In the Summer of 2019, TDAI was presented with an opportunity from the Midwest Big Data Hub to host an event with the Data Carpentries, an international, non-profit organization where volunteer instructors teach coding and data skills worldwide. Steve Chang, technology lead for TDAI and one of the co-founders of the Series noted, “We had an overwhelming response when we offered this opportunity to the campus community. Our 25-seat room was filled, with 99 additional participants on the waitlist. It was evident that there was a need for these kinds of workshops, and in order to fill this need, the Data Literacy Series was launched.”

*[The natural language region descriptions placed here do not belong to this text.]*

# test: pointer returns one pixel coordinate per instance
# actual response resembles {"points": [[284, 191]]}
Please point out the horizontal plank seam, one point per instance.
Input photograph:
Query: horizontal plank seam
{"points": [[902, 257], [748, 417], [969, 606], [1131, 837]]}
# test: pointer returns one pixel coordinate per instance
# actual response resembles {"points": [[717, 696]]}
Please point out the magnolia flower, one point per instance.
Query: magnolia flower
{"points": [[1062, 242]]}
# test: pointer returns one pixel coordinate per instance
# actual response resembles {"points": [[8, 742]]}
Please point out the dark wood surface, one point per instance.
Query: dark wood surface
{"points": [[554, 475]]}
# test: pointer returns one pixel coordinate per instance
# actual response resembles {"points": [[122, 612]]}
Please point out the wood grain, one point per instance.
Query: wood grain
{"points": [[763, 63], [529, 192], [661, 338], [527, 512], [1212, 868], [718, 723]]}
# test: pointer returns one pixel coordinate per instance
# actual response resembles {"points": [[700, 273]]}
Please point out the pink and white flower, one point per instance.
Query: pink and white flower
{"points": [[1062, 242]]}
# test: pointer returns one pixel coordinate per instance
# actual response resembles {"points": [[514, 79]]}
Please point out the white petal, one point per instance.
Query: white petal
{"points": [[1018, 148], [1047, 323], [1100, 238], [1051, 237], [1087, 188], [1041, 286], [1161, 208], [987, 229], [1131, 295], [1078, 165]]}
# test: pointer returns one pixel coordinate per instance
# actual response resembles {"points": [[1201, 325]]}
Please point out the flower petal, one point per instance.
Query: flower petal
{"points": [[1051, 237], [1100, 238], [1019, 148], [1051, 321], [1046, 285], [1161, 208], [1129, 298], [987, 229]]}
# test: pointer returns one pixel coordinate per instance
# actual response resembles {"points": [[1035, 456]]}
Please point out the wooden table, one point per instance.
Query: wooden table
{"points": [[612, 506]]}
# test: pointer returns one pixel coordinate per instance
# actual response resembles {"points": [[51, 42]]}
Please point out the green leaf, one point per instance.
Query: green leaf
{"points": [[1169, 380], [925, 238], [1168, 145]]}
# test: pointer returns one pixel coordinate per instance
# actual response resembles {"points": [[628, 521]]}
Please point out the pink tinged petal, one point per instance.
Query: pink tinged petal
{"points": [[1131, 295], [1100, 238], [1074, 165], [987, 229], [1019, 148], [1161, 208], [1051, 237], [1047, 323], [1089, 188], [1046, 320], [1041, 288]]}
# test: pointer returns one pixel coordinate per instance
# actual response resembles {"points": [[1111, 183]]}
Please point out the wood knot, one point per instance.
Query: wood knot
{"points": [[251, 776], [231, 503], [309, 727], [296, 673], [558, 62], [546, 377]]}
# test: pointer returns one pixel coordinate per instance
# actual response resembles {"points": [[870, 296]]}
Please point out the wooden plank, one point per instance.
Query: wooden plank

In early 2020, TDAI launched the Data Literacy Series, a four-part training series focused on getting started in R, R for statistical analysis, and data visualization. During the first 20 sessions, the Series has taught more than 200 students, postdocs, faculty, and staff members across more than 30 colleges and departments on campus. Their backgrounds and affiliations included aerospace engineering, business, entomology, pharmaceutics, and even veterinary medicine.
Rachael Giglio Ph.D., a postdoctoral researcher in the Department of Evolution, Ecology, and Organismal Biology, helped facilitate sessions of the Data Literacy Series workshops over the past year and was pleasantly surprised to see the diversity of the participant’s research fields. “I knew that there was a general need for data training and workshops in my fields of interest (genetics, ecology, and evolutionary biology), but I was really surprised by the number of people from diverse fields who were on the waitlist for the workshops each time the series was advertised,” Giglio noted.
The series was co-developed with the Research Commons with the goal of giving participants a better understanding of how to use R as an important tool in their research or daily work. Each of the sessions are designed to provide the building blocks for understanding data analysis, platforms and tools used in field, and visualizing data. Curriculum for each of the sessions was designed to be applicable to students, faculty, and staff – regardless of their background.
“Data is created and used at Ohio State every day, but knowing how to use that data is critical,” said Jenna McGuire, Associate Director of TDAI and co-founder of the series. “The Data Literacy Series allows anyone across campus to learn the basics of data – how to analyze it, how it can be used in decision making, and how to tell a story by visualizing data in interesting and informative ways.”
Although all of the workshops have been taught on Zoom due to Covid-19, the TDAI team aimed to make the sessions interactive by encouraging participants to ask questions and provide insight where necessary. This allowed instructors to give live feedback and make sure the participants were understanding the material. Emma Wenckowski, a senior student at Ohio State studying Data Analytics, helped put together material for the Data Literacy Series and played a key part in educating faculty and staff on data training.
“The thing that’s tricky with data analytics is that all of the material exists on the web, but it can seem disorganized, overwhelming, or appear at a level that is too high for beginners,” Wenckowski said. The hope was that the Data Literacy Series would serve as a launchpad for pursuing further data analytics education by showing faculty and staff the possibilities of analysis in R and equipping them with a skillset they could use in the future.
The participants begin with the basics: how to navigate in R Studio and the syntax of R as a programming language before going on to import an example dataset and manipulate the elements of the data. The Statistics session gives participants a refresher of a mid-level Statistics concepts and how to leverage the built-in statistical functions in R. The Data Visualization session introduces participants to the popular ggplot2 package, but most importantly it presents ideas on how to blend the technical and artistic sides of Data Visualization together to create meaningful visualizations.
Both Giglio and Wenckowski were open to feedback and altered the workshops to fulfill the wishes of some attendees. Giglio recalls, “One individual suggested for the introductory to R series that we give real world examples of how and why certain commands would be used. I took this feedback and tailored the subsequent workshops to include examples of how I have used the R commands in my own research or how I envisioned a researcher could use them.”
While the Data Literacy Series has accelerated the learning process for most of its participants, there are still many more opportunities to provide Ohio State faculty and staff with data training. TDAI will continue the Data Literacy Series in 2021 with plans to reach an even larger audience and with different foci – such as highlighting different analysis tools (Excel, SAS) and applications. Plans are also underway to incorporate training modules from the Carpentries, a national organization teaching foundational coding and data science skills to researchers worldwide.
TDAI would like to give a special thanks to Rachael Giglio, Ph.D., Emma Wenckowski, and Lee-Arng Chang for their invaluable help with this Series over the past year.